Chemise ouverte et costume taillé sur mesure, le président-candidat s’est laissé étreindre par des partisans surexcités lors de ses meetings et, large sourire aux lèvres, a serré beaucoup de mains.

Toutefois, sa grande réserve était encore palpable dans ses discours et sa voix était basse pour reprendre le slogan de sa campagne, « Premier KO ».

Car si l’exercice est bien rôdé après trois élections présidentielles au compteur et quinze années à la tête du petit pays d’Afrique de l’Ouest, le chef de l’Etat reste un personnage mystérieux, qui n’a jamais accordé une interview à la presse locale.

« Il est très méfiant, il parle peu », confie à l’AFP l’un de ses proches collaborateurs. « J’ai parfois l’impression qu’il n’a confiance en personne ».

Féru de religion, ce président célibataire est aussi connu pour être un homme à femmes, et a eu de nombreux enfants et petits-enfants. Il est lui-même issu d’une fratrie qui pourrait s’élever à plus de 50 frères et soeurs.

L’histoire mouvementée de la dynastie Gnassingbé a d’ailleurs fait couler beaucoup d’encre.

– Sécurité –

L’un de ses demi-frères, Kpatcha, qui fut son ministre de la Défense, est toujours détenu dans une prison de Lomé après un coup d’Etat manqué en 2009. La famille reste profondément divisée et beaucoup n’ont cessé de dénoncer « un coup monté » pour évincer son rival.

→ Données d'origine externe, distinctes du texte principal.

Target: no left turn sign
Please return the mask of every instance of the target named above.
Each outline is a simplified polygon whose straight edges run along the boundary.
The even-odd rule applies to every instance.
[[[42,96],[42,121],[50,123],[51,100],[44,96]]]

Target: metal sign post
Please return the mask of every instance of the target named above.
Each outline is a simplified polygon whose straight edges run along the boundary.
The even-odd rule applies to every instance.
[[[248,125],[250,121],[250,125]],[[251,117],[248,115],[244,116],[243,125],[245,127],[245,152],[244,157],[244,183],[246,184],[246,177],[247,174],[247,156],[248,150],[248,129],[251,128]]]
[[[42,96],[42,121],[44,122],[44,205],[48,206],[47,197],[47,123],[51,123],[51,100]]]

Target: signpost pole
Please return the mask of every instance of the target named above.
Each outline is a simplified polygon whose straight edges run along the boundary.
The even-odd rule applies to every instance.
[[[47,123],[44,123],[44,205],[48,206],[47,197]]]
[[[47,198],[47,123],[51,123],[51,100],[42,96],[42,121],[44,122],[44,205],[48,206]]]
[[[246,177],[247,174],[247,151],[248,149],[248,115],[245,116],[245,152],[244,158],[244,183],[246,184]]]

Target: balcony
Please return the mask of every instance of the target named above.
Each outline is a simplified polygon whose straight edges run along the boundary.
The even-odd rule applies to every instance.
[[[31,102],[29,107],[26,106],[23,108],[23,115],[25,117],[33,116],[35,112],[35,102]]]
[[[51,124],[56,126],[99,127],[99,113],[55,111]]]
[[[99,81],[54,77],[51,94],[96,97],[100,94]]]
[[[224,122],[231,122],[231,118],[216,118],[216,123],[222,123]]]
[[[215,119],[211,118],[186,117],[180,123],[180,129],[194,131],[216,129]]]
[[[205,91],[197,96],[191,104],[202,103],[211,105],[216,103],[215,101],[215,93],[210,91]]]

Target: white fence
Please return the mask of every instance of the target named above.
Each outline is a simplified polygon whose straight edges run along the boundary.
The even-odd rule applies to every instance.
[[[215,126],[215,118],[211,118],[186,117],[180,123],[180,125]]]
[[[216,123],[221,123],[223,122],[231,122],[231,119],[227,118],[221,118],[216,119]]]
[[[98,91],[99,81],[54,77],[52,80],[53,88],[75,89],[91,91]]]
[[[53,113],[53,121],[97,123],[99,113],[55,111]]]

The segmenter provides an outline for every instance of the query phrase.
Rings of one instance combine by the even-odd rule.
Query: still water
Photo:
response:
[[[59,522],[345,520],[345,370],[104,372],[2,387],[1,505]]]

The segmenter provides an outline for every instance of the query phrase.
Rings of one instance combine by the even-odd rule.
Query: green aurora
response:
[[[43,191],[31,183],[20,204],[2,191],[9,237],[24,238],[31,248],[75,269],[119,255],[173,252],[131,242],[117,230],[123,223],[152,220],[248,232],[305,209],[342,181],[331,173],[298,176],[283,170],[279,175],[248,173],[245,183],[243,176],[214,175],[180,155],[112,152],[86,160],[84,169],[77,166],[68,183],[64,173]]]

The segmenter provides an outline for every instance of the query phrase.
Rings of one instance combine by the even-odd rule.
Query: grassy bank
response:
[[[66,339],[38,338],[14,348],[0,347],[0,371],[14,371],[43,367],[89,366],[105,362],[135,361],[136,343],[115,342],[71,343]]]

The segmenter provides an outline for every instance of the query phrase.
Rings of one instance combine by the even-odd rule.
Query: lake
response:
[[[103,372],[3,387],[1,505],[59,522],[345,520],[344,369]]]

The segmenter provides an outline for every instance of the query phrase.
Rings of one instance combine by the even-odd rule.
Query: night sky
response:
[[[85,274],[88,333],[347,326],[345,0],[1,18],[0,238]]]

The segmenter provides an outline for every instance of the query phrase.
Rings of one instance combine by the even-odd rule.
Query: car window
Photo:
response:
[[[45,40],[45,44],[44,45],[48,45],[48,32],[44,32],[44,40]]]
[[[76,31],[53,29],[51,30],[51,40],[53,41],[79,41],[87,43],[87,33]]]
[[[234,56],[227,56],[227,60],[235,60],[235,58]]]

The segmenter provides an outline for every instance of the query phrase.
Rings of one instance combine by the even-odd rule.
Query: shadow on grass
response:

Toutefois, ces dernières années, perturbées par d’importantes manifestations, ont montré que le chef de l’Etat peut compter sur de solides soutiens à l’intérieur, avec au premier chef l’armée, mais aussi sur la scène internationale et régionale.

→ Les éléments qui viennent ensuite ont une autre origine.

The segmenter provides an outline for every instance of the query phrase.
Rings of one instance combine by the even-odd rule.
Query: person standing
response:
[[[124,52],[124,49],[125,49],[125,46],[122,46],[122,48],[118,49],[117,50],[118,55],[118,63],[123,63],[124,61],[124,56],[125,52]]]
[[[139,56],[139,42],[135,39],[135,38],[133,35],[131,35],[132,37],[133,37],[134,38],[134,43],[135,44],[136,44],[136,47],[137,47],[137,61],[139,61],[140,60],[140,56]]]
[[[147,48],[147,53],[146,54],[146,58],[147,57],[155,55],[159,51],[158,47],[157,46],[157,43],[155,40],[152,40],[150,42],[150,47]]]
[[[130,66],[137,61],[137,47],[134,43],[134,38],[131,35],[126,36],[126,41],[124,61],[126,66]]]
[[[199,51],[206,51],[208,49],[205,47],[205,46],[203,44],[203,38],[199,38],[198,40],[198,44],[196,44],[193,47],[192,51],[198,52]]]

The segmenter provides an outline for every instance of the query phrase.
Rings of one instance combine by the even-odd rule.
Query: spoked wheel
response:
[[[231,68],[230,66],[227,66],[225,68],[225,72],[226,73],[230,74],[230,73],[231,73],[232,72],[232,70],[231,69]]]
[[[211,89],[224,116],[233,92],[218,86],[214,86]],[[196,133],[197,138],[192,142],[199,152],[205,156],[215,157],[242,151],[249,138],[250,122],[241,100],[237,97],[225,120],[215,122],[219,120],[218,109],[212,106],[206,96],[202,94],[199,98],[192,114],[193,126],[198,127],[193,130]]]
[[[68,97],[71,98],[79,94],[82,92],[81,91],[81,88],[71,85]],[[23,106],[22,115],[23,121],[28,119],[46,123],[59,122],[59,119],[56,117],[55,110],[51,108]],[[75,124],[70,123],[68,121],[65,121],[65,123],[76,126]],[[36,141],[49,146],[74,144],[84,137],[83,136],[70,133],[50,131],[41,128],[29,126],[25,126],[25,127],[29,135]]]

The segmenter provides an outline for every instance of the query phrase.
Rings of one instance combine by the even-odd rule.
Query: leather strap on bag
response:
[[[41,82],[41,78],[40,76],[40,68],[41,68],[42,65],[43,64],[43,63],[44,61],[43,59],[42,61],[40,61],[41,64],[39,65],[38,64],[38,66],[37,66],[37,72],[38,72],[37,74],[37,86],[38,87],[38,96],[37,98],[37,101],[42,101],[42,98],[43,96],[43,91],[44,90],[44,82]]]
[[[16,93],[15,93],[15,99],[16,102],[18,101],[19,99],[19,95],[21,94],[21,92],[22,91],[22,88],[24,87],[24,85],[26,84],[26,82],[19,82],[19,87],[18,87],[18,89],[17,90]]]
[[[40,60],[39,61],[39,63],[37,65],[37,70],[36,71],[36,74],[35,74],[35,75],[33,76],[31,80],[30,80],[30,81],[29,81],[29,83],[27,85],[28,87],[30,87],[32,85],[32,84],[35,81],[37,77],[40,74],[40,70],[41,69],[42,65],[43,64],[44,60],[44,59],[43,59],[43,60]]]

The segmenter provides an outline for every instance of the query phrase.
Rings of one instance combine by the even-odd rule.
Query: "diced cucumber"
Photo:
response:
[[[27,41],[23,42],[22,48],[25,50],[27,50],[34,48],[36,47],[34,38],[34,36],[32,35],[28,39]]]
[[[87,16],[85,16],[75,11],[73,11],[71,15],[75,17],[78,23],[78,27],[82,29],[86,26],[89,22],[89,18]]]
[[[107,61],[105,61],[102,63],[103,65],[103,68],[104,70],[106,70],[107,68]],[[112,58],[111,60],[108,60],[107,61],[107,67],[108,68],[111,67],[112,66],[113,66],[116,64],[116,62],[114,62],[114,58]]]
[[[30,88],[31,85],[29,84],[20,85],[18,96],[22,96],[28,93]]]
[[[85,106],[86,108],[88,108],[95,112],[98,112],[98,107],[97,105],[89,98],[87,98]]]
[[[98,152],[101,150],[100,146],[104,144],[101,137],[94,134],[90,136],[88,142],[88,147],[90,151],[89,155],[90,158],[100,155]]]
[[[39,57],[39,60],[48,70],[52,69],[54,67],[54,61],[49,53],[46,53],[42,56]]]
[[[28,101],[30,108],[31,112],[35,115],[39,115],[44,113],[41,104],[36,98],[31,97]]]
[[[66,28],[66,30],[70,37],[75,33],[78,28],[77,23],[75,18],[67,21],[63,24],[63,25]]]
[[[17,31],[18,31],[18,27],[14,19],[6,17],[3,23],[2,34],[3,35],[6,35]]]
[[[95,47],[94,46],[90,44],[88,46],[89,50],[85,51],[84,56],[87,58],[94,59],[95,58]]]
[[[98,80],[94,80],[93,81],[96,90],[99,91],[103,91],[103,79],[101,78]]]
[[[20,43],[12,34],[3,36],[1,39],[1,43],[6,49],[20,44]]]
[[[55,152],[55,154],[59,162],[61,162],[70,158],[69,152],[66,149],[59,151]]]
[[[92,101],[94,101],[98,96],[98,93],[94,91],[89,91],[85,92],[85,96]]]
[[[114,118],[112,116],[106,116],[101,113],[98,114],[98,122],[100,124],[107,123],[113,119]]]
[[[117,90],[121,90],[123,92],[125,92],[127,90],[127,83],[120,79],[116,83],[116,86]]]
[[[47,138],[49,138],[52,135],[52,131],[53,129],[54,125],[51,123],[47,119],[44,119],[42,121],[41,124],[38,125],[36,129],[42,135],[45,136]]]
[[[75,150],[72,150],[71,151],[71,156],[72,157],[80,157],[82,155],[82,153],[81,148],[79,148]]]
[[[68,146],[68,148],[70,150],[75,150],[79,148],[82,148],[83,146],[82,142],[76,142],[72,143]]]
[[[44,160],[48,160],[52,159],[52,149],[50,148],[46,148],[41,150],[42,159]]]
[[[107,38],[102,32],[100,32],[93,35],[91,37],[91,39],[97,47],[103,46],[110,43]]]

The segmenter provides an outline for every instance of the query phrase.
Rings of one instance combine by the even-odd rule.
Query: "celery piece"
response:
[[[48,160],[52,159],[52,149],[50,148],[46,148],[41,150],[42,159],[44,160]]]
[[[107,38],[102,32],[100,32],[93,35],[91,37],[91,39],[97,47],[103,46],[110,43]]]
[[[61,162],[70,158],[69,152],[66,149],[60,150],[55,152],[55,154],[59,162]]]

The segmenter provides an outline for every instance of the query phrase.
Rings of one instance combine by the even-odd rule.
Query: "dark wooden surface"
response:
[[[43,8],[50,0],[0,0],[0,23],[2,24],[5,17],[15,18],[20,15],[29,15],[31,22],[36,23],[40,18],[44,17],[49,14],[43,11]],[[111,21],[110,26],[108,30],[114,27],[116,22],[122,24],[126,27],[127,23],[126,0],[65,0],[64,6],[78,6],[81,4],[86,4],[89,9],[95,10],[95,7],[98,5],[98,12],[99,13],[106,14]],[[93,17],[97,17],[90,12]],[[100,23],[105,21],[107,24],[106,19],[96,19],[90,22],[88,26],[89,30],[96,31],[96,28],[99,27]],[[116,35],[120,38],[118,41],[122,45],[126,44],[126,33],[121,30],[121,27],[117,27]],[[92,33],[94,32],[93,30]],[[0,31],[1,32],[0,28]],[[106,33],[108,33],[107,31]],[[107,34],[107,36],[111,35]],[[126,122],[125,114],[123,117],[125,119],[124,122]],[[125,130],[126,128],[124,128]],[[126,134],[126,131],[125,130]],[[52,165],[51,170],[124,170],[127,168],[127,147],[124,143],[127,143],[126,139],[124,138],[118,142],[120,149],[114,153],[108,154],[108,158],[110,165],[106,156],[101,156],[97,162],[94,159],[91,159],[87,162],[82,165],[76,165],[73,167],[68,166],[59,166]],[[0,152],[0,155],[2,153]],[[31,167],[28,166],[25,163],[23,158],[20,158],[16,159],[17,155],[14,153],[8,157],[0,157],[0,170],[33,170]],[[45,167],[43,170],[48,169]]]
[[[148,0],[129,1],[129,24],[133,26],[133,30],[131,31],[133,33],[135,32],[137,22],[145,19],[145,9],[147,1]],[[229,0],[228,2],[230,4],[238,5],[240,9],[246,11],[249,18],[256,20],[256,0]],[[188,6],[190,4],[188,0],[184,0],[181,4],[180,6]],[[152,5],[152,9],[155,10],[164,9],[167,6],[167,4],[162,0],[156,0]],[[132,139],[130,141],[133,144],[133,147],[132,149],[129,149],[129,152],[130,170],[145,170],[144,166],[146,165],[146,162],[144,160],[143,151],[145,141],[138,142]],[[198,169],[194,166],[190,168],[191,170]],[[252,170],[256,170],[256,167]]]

Le Togo n’a pas connu le sursaut de croissance attendu, stagnant aux alentours de 5% ces dernières années, le niveau de pauvreté reste très élevé, mais il a su, malgré les controverses, faire voter une révision constitutionnelle qui lui permettra de se représenter pour un cinquième mandat en 2025.

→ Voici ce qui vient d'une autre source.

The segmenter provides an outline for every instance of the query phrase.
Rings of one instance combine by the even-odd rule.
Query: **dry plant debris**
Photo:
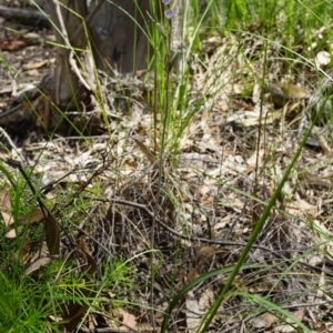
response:
[[[316,90],[303,87],[295,75],[276,81],[283,63],[274,57],[279,47],[272,43],[268,50],[271,70],[263,85],[253,75],[263,71],[262,42],[244,34],[244,51],[239,53],[239,40],[233,34],[211,38],[206,44],[213,46],[212,54],[203,54],[205,61],[192,64],[190,105],[201,98],[204,103],[181,139],[179,165],[163,161],[160,201],[158,160],[150,150],[153,120],[143,98],[143,90],[151,87],[139,79],[129,83],[118,78],[113,87],[121,87],[114,93],[108,89],[110,80],[101,74],[112,119],[111,135],[91,137],[90,144],[79,137],[59,137],[49,142],[28,140],[12,150],[12,158],[18,158],[19,152],[26,165],[34,167],[33,176],[40,176],[49,200],[62,198],[50,209],[51,214],[43,216],[40,206],[20,220],[20,225],[31,228],[42,221],[46,232],[46,243],[42,239],[27,240],[23,246],[20,260],[27,274],[38,274],[57,255],[69,258],[70,251],[60,249],[60,244],[77,252],[78,265],[88,268],[84,278],[91,282],[102,279],[103,264],[113,256],[131,259],[135,268],[135,290],[121,294],[129,303],[135,300],[135,305],[117,309],[112,305],[117,295],[108,290],[102,292],[110,302],[99,304],[103,312],[89,309],[89,303],[62,304],[59,317],[52,320],[67,320],[67,330],[74,330],[87,315],[85,326],[97,329],[95,332],[153,332],[147,287],[150,260],[155,268],[153,307],[158,327],[168,301],[185,284],[214,269],[235,264],[255,218],[272,196],[309,127],[314,101],[321,99],[316,92],[331,84],[327,77],[315,83]],[[16,53],[14,47],[3,50],[11,51],[6,56],[13,68],[26,62],[24,74],[33,82],[52,65],[52,59],[47,61],[44,57],[50,50],[43,46],[26,47],[24,57]],[[251,62],[254,56],[261,60]],[[322,57],[317,57],[317,62],[323,63]],[[315,71],[309,73],[309,81],[314,74]],[[6,82],[0,91],[3,107],[10,95],[26,87],[20,78],[9,79],[3,67],[1,75]],[[331,74],[329,78],[332,80]],[[22,83],[20,88],[12,84],[18,81]],[[120,93],[127,84],[131,88],[131,112],[127,112],[128,104],[123,102],[129,97]],[[327,236],[333,235],[333,170],[327,142],[325,125],[319,123],[256,240],[248,265],[234,281],[232,292],[238,295],[224,300],[211,332],[240,332],[244,325],[251,332],[296,332],[289,319],[260,305],[260,296],[279,304],[312,332],[332,330],[332,243]],[[1,157],[9,155],[2,152]],[[75,191],[68,195],[70,186]],[[6,236],[17,238],[8,198],[8,189],[3,188],[2,223]],[[89,199],[85,211],[75,209],[78,198]],[[151,259],[147,251],[154,214],[157,252]],[[13,260],[18,258],[13,253]],[[169,332],[195,332],[226,279],[228,273],[221,270],[186,293],[171,314]],[[88,289],[81,292],[87,297],[95,293]],[[87,330],[82,327],[81,332]]]

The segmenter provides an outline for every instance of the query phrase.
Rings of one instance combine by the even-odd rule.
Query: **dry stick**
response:
[[[98,200],[98,201],[109,201],[109,202],[113,202],[113,203],[119,203],[119,204],[124,204],[124,205],[130,205],[130,206],[134,206],[138,209],[143,210],[148,215],[150,215],[151,218],[154,216],[154,214],[144,205],[144,204],[140,204],[140,203],[135,203],[135,202],[131,202],[131,201],[127,201],[127,200],[121,200],[121,199],[95,199],[95,198],[91,198],[91,196],[85,196],[87,199],[91,199],[91,200]],[[170,226],[168,226],[165,223],[163,223],[160,219],[155,218],[155,222],[158,222],[158,224],[160,224],[162,228],[164,228],[165,230],[168,230],[170,233],[176,235],[178,238],[182,239],[182,240],[186,240],[186,241],[193,241],[193,242],[202,242],[202,243],[210,243],[210,244],[219,244],[219,245],[231,245],[231,246],[245,246],[246,243],[238,243],[238,242],[226,242],[226,241],[214,241],[214,240],[209,240],[209,239],[202,239],[202,238],[193,238],[193,236],[186,236],[186,235],[182,235],[180,233],[178,233],[175,230],[171,229]],[[253,249],[260,249],[263,251],[266,251],[269,253],[274,254],[275,256],[278,256],[281,260],[284,260],[285,262],[290,262],[291,260],[279,254],[276,251],[271,250],[269,248],[265,246],[261,246],[261,245],[255,245],[253,244],[252,246]],[[305,266],[305,268],[310,268],[313,269],[316,272],[323,272],[325,274],[327,274],[329,276],[333,278],[333,272],[332,271],[327,271],[325,269],[321,269],[317,266],[313,266],[311,264],[307,264],[305,262],[299,262],[299,264]]]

Dans une région où la pression jihadiste est « très forte » selon ses propres mots, le président-candidat a axé sa campagne sur les risques de voir l’instabilité du Sahel se propager vers le Togo, une crainte partagée par la France, ex-puissance coloniale et allié traditionnel, et par ses voisins de l’Afrique côtière.

Alors qu’il visitait cette semaine les postes de l’armée sur la frontière avec le Burkina Faso, Faure Gnassingbé a posé en père de la nation, appelant « les populations, les leaders religieux, et les chefs traditionnels » à ne pas se soulever contre les forces de défense et de sécurité.

« Notre principale richesse c’est la stabilité et la sécurité, si nous perdons cela tous nos projets de développement seront compromis et remis en cause », a-t-il prévenu dans un entretien avec l’AFP. « Il nous faut tirer les leçons de ce qui se passe ailleurs ».